UMKM Butuh Intervensi Berbasis Digital dari Pemerintah
Berdasarkan data yang dihimpun OECD dari survei Asia Pacific MSME Trade Coalition, hampir 50 persen pelaku UMKM memiliki cadangan kas yang cukup untuk satu bulan, bahkan kurang.
Oleh
M Paschalia Judith J
·3 menit baca
JAKARTA, KOMPAS — Dalam menghadapi pukulan pandemi Covid-19 terhadap perekonomian nasional, digitalisasi berperan strategis dalam menyokong daya tahan usaha mikro, kecil, dan menengah. Oleh sebab itu, pemerintah mesti memiliki kebijakan intervensi berbasis teknologi digital bagi pelaku UMKM.

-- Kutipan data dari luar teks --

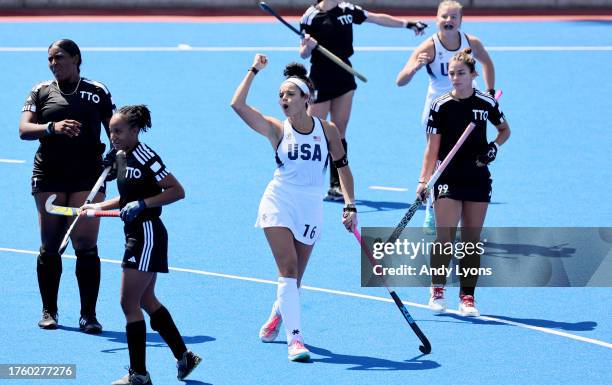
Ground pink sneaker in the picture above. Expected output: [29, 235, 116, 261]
[259, 315, 283, 342]
[459, 295, 480, 317]
[429, 285, 446, 313]
[287, 338, 310, 362]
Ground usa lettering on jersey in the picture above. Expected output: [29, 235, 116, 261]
[287, 143, 321, 162]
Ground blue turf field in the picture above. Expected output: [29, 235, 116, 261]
[0, 17, 612, 384]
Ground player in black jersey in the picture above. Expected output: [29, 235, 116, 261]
[19, 39, 115, 333]
[300, 0, 426, 201]
[83, 105, 201, 385]
[416, 48, 510, 316]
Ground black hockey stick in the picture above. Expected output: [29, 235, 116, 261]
[259, 1, 368, 83]
[353, 227, 431, 354]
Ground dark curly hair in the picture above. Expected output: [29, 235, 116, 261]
[283, 62, 314, 96]
[117, 104, 151, 132]
[47, 39, 83, 72]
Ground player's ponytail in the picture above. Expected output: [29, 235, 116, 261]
[451, 47, 476, 73]
[117, 104, 151, 132]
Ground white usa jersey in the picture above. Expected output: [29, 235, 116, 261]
[274, 117, 329, 192]
[421, 31, 476, 125]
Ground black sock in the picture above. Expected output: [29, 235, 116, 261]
[75, 246, 100, 316]
[151, 305, 187, 360]
[125, 320, 147, 375]
[36, 247, 62, 314]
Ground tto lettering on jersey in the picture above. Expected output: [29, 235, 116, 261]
[472, 110, 489, 120]
[338, 15, 353, 25]
[125, 167, 142, 179]
[287, 143, 321, 162]
[440, 62, 448, 76]
[81, 91, 100, 104]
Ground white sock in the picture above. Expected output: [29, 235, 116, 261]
[276, 277, 302, 344]
[269, 299, 280, 318]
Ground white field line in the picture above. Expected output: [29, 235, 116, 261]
[370, 186, 408, 192]
[0, 247, 612, 349]
[0, 43, 612, 52]
[0, 159, 25, 164]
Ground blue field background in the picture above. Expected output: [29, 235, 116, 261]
[0, 20, 612, 384]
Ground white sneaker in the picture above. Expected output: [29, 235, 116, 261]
[429, 285, 446, 313]
[423, 207, 436, 235]
[459, 295, 480, 317]
[288, 338, 310, 362]
[259, 314, 283, 342]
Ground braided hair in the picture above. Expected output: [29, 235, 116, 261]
[117, 104, 151, 132]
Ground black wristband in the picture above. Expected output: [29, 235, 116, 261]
[342, 205, 357, 213]
[45, 122, 55, 135]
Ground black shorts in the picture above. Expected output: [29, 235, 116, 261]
[434, 178, 492, 203]
[311, 63, 357, 103]
[121, 218, 168, 273]
[31, 172, 106, 194]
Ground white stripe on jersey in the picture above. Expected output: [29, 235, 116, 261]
[155, 170, 169, 182]
[475, 90, 495, 107]
[138, 221, 153, 271]
[133, 143, 153, 165]
[151, 162, 161, 173]
[82, 78, 110, 95]
[300, 5, 320, 25]
[132, 148, 146, 164]
[431, 93, 453, 112]
[140, 143, 155, 159]
[32, 80, 54, 92]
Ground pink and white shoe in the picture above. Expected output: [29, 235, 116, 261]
[287, 338, 310, 362]
[459, 295, 480, 317]
[429, 285, 446, 313]
[259, 315, 283, 342]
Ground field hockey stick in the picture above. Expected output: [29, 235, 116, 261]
[353, 226, 431, 354]
[387, 90, 503, 243]
[259, 1, 368, 83]
[387, 123, 476, 243]
[45, 194, 120, 217]
[58, 166, 111, 255]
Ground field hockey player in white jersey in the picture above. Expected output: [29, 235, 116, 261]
[231, 54, 357, 361]
[396, 0, 495, 234]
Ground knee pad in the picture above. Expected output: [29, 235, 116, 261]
[38, 246, 62, 266]
[74, 246, 100, 261]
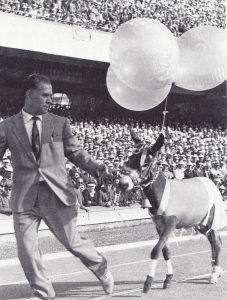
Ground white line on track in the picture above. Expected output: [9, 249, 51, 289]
[0, 231, 227, 268]
[93, 270, 227, 300]
[0, 248, 227, 286]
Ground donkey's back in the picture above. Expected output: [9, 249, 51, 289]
[164, 177, 226, 228]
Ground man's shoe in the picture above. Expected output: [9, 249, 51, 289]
[29, 292, 55, 300]
[99, 270, 114, 295]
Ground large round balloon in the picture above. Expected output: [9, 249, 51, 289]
[106, 67, 171, 111]
[174, 26, 227, 91]
[109, 18, 179, 90]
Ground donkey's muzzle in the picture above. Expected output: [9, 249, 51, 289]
[119, 175, 134, 193]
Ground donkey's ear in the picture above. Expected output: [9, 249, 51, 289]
[129, 127, 143, 145]
[149, 133, 165, 155]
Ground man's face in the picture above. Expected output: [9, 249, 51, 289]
[24, 83, 53, 115]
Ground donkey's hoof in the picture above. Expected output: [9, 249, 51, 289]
[143, 275, 153, 293]
[163, 274, 173, 289]
[209, 266, 222, 284]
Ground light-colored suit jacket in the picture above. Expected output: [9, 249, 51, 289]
[0, 112, 98, 212]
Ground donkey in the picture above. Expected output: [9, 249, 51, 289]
[119, 129, 227, 293]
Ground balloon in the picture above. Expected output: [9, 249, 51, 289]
[109, 18, 179, 91]
[174, 26, 227, 91]
[106, 67, 171, 111]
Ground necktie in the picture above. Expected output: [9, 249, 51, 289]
[32, 116, 40, 160]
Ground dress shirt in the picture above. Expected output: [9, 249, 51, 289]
[22, 109, 44, 181]
[22, 110, 43, 144]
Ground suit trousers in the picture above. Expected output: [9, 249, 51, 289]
[13, 182, 107, 297]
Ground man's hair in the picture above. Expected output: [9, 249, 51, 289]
[23, 74, 51, 96]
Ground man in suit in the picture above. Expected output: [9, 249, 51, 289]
[0, 74, 114, 299]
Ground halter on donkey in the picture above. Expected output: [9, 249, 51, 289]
[120, 130, 226, 293]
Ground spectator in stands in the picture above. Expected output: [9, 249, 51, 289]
[162, 161, 174, 179]
[82, 180, 100, 207]
[0, 0, 226, 36]
[102, 179, 114, 207]
[193, 160, 204, 177]
[184, 161, 194, 178]
[173, 161, 185, 179]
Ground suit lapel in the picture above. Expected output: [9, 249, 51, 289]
[12, 112, 36, 161]
[41, 113, 54, 145]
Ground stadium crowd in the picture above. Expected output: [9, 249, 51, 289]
[0, 0, 226, 36]
[0, 109, 227, 214]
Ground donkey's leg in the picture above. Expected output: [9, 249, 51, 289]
[143, 216, 178, 293]
[156, 228, 173, 289]
[197, 226, 222, 283]
[207, 229, 222, 283]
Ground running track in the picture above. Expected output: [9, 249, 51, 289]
[0, 232, 227, 300]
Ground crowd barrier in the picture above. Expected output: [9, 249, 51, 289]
[0, 204, 150, 238]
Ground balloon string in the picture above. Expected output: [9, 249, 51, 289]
[161, 97, 168, 131]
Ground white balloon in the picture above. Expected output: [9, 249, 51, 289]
[109, 18, 179, 90]
[106, 67, 171, 111]
[174, 26, 227, 91]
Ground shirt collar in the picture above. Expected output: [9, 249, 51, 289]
[22, 109, 43, 124]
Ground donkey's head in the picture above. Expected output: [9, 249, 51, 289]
[119, 129, 164, 191]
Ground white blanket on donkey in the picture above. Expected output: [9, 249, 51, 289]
[157, 177, 227, 230]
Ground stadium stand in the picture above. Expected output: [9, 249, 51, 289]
[0, 0, 226, 36]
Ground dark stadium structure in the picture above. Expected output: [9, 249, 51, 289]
[0, 47, 227, 125]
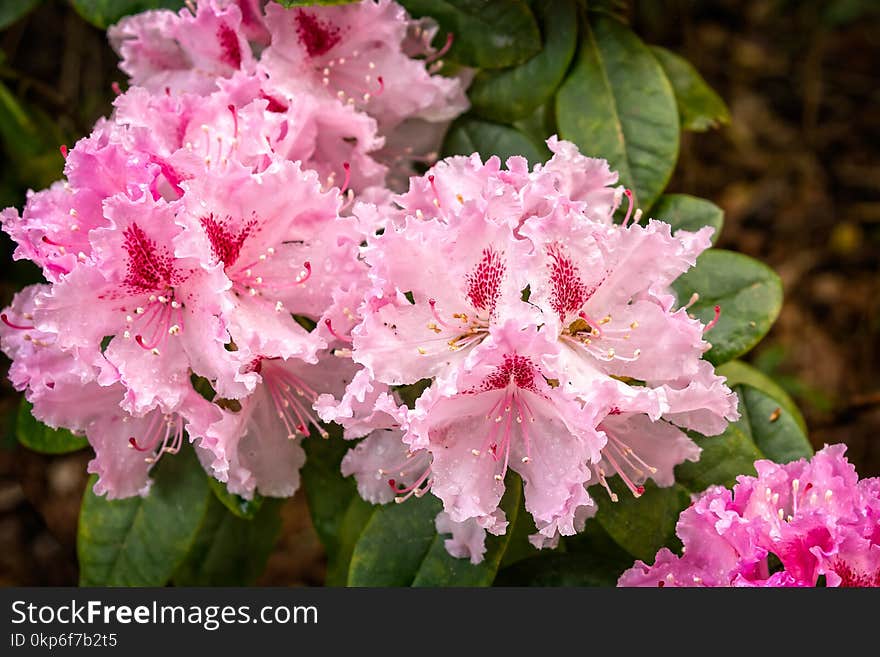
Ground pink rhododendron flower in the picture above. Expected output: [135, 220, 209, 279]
[352, 208, 535, 385]
[619, 445, 880, 586]
[261, 0, 468, 134]
[336, 139, 738, 560]
[405, 322, 603, 534]
[193, 354, 354, 499]
[34, 196, 253, 414]
[107, 0, 254, 94]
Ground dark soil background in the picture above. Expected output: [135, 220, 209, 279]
[0, 0, 880, 586]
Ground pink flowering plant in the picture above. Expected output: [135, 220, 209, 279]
[0, 0, 868, 586]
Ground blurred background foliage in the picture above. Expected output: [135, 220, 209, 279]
[0, 0, 880, 585]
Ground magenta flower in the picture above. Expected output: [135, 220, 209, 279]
[192, 354, 354, 499]
[405, 322, 603, 534]
[107, 0, 256, 94]
[619, 445, 880, 586]
[352, 208, 535, 385]
[261, 0, 468, 134]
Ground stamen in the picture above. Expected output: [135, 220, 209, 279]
[226, 103, 238, 139]
[578, 310, 603, 338]
[620, 189, 633, 228]
[0, 313, 36, 331]
[339, 162, 351, 194]
[296, 260, 312, 285]
[428, 299, 455, 330]
[428, 175, 440, 208]
[324, 317, 354, 343]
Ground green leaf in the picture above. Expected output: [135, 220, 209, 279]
[15, 398, 89, 454]
[412, 473, 522, 586]
[348, 495, 442, 586]
[495, 552, 620, 586]
[735, 384, 813, 463]
[300, 425, 357, 555]
[651, 194, 724, 244]
[300, 425, 377, 586]
[588, 477, 690, 563]
[348, 473, 522, 586]
[0, 83, 64, 189]
[0, 0, 43, 30]
[672, 249, 782, 365]
[174, 498, 284, 586]
[675, 424, 764, 493]
[715, 360, 807, 435]
[208, 477, 266, 520]
[468, 0, 577, 123]
[324, 494, 380, 586]
[651, 46, 730, 132]
[400, 0, 541, 68]
[443, 116, 550, 165]
[556, 15, 679, 208]
[70, 0, 184, 30]
[77, 448, 212, 586]
[513, 102, 559, 147]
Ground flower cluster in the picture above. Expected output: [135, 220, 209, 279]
[619, 445, 880, 587]
[318, 139, 738, 560]
[0, 0, 467, 498]
[0, 0, 738, 561]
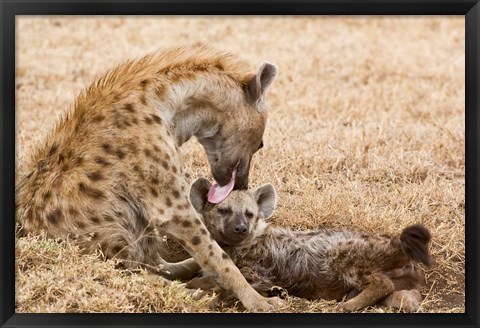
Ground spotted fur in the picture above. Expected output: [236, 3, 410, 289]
[189, 179, 430, 311]
[16, 45, 284, 310]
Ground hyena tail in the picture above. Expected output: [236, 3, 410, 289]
[400, 224, 431, 267]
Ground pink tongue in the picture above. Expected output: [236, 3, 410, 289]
[208, 168, 237, 204]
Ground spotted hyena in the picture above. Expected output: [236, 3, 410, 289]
[187, 179, 430, 312]
[16, 45, 284, 310]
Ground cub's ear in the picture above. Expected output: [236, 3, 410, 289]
[253, 183, 277, 219]
[245, 63, 277, 105]
[190, 178, 212, 214]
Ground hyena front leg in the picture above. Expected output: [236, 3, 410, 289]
[338, 273, 395, 312]
[382, 289, 422, 312]
[161, 207, 282, 311]
[156, 258, 201, 281]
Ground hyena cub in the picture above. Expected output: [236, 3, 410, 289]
[187, 179, 430, 312]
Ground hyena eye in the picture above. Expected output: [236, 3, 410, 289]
[245, 211, 253, 219]
[217, 208, 232, 215]
[257, 140, 263, 150]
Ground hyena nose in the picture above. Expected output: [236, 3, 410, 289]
[233, 223, 247, 235]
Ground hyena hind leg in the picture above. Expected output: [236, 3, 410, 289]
[338, 273, 395, 312]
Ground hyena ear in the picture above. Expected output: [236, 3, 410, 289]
[253, 183, 277, 219]
[245, 63, 277, 105]
[190, 178, 212, 214]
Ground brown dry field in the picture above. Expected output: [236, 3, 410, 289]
[16, 16, 465, 313]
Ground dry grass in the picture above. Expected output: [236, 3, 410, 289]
[16, 17, 465, 313]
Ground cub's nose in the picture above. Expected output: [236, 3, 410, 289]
[233, 223, 248, 235]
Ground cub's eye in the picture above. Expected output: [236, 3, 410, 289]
[217, 208, 232, 215]
[245, 211, 253, 219]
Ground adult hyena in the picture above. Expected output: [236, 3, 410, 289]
[187, 179, 430, 312]
[16, 45, 278, 310]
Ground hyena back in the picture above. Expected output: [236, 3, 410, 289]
[187, 179, 430, 312]
[16, 45, 284, 310]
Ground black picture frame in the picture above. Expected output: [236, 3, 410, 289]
[0, 0, 480, 327]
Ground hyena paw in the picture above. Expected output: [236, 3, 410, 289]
[242, 295, 286, 312]
[383, 289, 422, 312]
[337, 301, 361, 312]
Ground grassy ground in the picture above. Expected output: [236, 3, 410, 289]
[16, 17, 465, 313]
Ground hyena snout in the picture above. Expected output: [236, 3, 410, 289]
[224, 214, 249, 244]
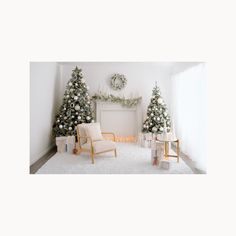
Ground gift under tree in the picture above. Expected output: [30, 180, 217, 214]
[142, 84, 171, 134]
[53, 66, 93, 137]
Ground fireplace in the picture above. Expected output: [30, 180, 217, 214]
[96, 102, 142, 142]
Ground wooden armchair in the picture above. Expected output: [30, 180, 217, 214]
[77, 123, 117, 164]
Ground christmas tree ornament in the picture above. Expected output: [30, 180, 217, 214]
[152, 127, 157, 133]
[75, 105, 80, 110]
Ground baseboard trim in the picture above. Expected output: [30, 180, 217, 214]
[30, 145, 57, 174]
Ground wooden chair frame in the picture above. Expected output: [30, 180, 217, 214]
[77, 126, 117, 164]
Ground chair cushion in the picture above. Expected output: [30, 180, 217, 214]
[82, 140, 116, 153]
[85, 123, 103, 141]
[77, 124, 87, 145]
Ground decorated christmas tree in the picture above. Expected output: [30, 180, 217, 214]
[142, 84, 171, 134]
[53, 66, 93, 137]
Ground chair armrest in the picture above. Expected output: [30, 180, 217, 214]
[102, 132, 116, 142]
[78, 135, 93, 149]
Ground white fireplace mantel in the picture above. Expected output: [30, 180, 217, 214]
[96, 101, 142, 136]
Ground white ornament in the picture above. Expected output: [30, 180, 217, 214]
[75, 105, 80, 111]
[152, 127, 157, 132]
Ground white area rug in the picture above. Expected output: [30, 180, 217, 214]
[36, 143, 193, 174]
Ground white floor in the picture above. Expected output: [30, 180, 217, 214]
[36, 143, 193, 174]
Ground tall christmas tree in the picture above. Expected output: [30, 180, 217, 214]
[142, 84, 171, 134]
[53, 66, 93, 137]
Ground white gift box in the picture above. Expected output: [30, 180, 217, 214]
[56, 137, 67, 153]
[66, 136, 75, 154]
[160, 160, 170, 170]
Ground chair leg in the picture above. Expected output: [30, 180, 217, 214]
[176, 140, 180, 162]
[91, 151, 94, 164]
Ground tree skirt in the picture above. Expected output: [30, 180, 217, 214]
[36, 143, 193, 174]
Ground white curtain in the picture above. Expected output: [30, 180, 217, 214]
[171, 63, 207, 171]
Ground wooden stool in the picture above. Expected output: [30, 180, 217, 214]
[157, 133, 180, 162]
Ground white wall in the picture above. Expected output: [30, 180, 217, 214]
[61, 62, 171, 121]
[171, 63, 207, 171]
[30, 62, 61, 164]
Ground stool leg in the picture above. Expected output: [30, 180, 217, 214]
[165, 142, 169, 160]
[176, 140, 179, 162]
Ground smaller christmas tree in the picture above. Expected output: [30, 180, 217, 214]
[53, 66, 93, 137]
[142, 84, 171, 134]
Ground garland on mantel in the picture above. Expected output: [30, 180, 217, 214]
[91, 92, 142, 107]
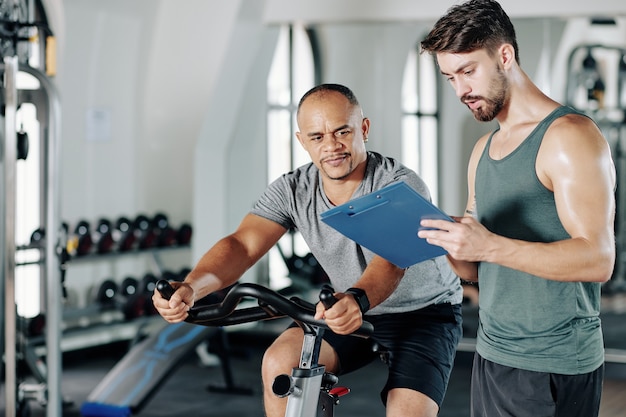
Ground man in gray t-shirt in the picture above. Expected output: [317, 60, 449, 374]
[153, 84, 462, 417]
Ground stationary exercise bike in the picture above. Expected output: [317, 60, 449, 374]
[157, 280, 374, 417]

Kepala Divisi UKM dan Kewirausahaan Organisasi untuk Kerja Sama dan Pembangunan Ekonomi (OECD) Lucia Cusmano menilai, kebijakan pemerintah yang berorientasi pada teknologi digital memiliki peran strategis bagi pelaku UMKM di masa pandemi Covid-19. Namun, kebijakan pemerintah sejumlah negara cenderung tradisional.
”Salah satu wujud kebijakan berorientasi digitalisasi berupa dukungan pemerintah pada pemanfaatan teknologi finansial (tekfin). Tekfin dapat menjangkau UMKM secara lebih luas dan cepat,” kata Cusmano dalam seminar daring bertajuk ”ASEAN MSMEs in a COVID-19 World: Overcoming Challenges to Succeed in the New Normal” yang diadakan oleh Economic Research Institute for ASEAN and East Asia (ERIA), Kamis (18/6/2020).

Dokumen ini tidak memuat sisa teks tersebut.